On March 30, 2026, the U.S. Army released a Commercial Solutions Opening (CSO) for an Infantry Squad Vehicle – Heavy, designated ISV-H. The solicitation marks a significant development in the ISV program, signaling that the Army sees a capability gap between the existing ISV and the needs of certain missions — particularly around power generation and command-and-control on the move.
What the Army Is Looking For
Under the CSO, the Army could award up to three contracts for 606 ISV-H vehicles, though the solicitation notes that numbers could vary. The Army is specifically interested in ISV-H candidates with exportable power — the ability to generate and export electrical power to support Mobile Brigade Combat Team on-the-move command and control systems.
That requirement is telling. One of the ISV’s known limitations is that its commercial platform origins mean it is not designed to support power-hungry military electronics. As MBCTs increasingly rely on networked command-and-control systems that require reliable power, a vehicle that can carry the squad and power the systems becomes operationally valuable in a way the current ISV cannot deliver.
The Acquisition Mechanism
The Army is using a Commercial Solutions Opening — a flexible acquisition authority similar in spirit to the Other Transaction Authority used in the original ISV prototype phase. The CSO is intended to attract commercial solutions quickly and with less bureaucratic overhead than a traditional defense acquisition program.
Vendors had ten business days from March 30, 2026 to submit white paper business proposals — an aggressive timeline that reflects the Army’s interest in moving fast.
Open Questions for the Program
The ISV-H raises a set of questions that the Congressional Research Service has flagged as potential oversight issues for Congress:
Impact on the original ISV program. Would an ISV-H take on roles originally planned for existing or planned ISV variants? If so, would that change the required quantities of standard ISVs — and how would it interact with the Army’s current Acquisition Objective of 2,593 vehicles?
Support and maintenance.

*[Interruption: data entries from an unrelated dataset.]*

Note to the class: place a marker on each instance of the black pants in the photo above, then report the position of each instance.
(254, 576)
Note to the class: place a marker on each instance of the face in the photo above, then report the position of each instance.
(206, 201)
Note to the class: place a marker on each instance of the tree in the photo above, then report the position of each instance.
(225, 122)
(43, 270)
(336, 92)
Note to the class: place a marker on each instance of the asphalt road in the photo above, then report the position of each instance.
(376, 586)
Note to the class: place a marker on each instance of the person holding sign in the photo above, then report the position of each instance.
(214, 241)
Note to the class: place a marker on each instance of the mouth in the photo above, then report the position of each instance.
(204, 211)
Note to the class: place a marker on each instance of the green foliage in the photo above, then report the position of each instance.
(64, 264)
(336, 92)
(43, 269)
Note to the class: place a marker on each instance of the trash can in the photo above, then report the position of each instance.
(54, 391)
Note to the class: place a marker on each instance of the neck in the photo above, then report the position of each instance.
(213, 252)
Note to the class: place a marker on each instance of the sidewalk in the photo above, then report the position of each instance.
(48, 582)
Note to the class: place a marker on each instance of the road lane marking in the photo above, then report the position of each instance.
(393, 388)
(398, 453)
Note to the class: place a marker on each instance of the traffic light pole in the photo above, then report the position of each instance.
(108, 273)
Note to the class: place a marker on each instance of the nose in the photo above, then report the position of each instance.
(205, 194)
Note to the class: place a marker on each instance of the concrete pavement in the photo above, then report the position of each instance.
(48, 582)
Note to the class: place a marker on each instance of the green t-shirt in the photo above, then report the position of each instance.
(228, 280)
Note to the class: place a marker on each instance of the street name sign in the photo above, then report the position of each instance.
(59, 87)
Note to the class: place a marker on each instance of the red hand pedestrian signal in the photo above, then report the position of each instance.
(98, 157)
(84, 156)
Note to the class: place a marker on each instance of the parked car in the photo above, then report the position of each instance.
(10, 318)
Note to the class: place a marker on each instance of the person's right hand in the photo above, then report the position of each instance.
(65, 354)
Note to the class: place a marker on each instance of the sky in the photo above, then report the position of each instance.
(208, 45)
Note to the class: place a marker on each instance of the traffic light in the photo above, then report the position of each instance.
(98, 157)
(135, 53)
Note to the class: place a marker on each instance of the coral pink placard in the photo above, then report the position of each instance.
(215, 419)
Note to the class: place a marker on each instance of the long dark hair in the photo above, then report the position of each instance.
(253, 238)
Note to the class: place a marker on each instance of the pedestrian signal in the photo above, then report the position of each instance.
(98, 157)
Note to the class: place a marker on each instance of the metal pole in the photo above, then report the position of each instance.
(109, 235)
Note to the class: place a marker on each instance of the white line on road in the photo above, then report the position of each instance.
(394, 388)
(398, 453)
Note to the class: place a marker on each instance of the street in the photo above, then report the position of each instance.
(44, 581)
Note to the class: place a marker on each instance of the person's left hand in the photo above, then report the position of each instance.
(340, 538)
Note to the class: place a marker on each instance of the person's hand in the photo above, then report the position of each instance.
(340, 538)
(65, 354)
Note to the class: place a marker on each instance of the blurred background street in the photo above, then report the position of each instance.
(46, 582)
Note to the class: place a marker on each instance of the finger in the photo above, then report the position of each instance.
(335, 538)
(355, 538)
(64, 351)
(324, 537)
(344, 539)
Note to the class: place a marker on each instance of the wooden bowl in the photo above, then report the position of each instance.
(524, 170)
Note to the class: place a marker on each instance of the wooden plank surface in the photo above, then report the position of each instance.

A heavier platform with exportable power capability likely has different maintenance requirements and a different sustainment footprint than the current ISV. How the Army manages two related but distinct vehicle types within the same tactical formation is an open logistics question.
Weapons and payload integration. A heavier vehicle with more power available may be able to support weapons systems and payloads that the current ISV cannot. Whether the ISV-H is designed with those integrations in mind — or whether that becomes a future program — remains to be seen.
Overall ISV requirements. Senior Army officials have reportedly stated that units may require more ISVs than the current acquisition objective reflects — with estimates as high as 260 ISVs per MBCT and 170 per Light BCT, subject to change. Adding an ISV-H procurement on top of an already-expanding ISV program will require the Army and Congress to revisit the overall vehicle count across both platforms.